Citigroup profit beats estimates on higher interest income from loans

Kitco Media
By Reuters
Published:
Updated:
Reuters

April 14 (Reuters) - Citigroup Inc's (C.N) first-quarter profit beat Wall Street expectations on Friday as it earned more from borrowers paying higher interest on loans, benefiting from a tighter monetary policy by the Federal Reserve.

However, it set aside $241 million in the quarter to cover potential loan losses against the backdrop of a slowing economy and compared to a reserve release of $138 million a year ago.

The banking sector was jolted by the collapse of Silicon Valley Bank and Signature Bank last month, which wiped out billions of dollars in market value. In Europe, Credit Suisse was rescued by rival UBS Group AG (UBSG.S) in a government-backed takeover.

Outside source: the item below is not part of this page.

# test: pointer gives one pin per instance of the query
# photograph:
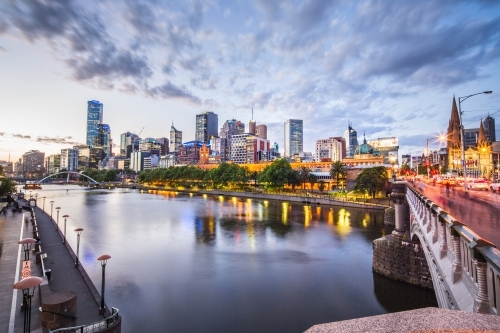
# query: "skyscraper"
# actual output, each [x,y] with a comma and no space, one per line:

The lender's deposit growth was flat at $1.33 trillion from a quarter as well as a year ago as investors moved their cash into money market funds to chase greater yields.

Its loans also fell marginally to $652 billion, while its net interest income rose 23% to $13.3 billion.

Analysts expect an economic slowdown to curb demand for loans and depress net interest margins (NIM) across the industry in the coming quarters.

Citi's NIM could be the worst hit due to its high deposit betas, the difference in interest rates banks pass on to consumers, Moody's said in February. That could derail its plan to better rival peers in profitability.

Under Chief Executive Jane Fraser, the bank has been simplifying its businesses in an effort to boost revenue and become more competitive with rivals.

Citi earned $1.86 per share in the first quarter, beating analysts' average estimate of $1.67, according to Refinitiv data.

Net income rose 7% to $4.6 billion, or $2.19 per share, in the three months to March 31 from $4.3 billion, or $2.02, a year earlier.

Citi's investment banking revenue sank 25% from $774 million a year ago, weighed down by the most sluggish market for deals in more than a decade.

It slipped four rungs to the ninth position in 2023 in the list of financial advisors based on deal value, according to data from Dealogic.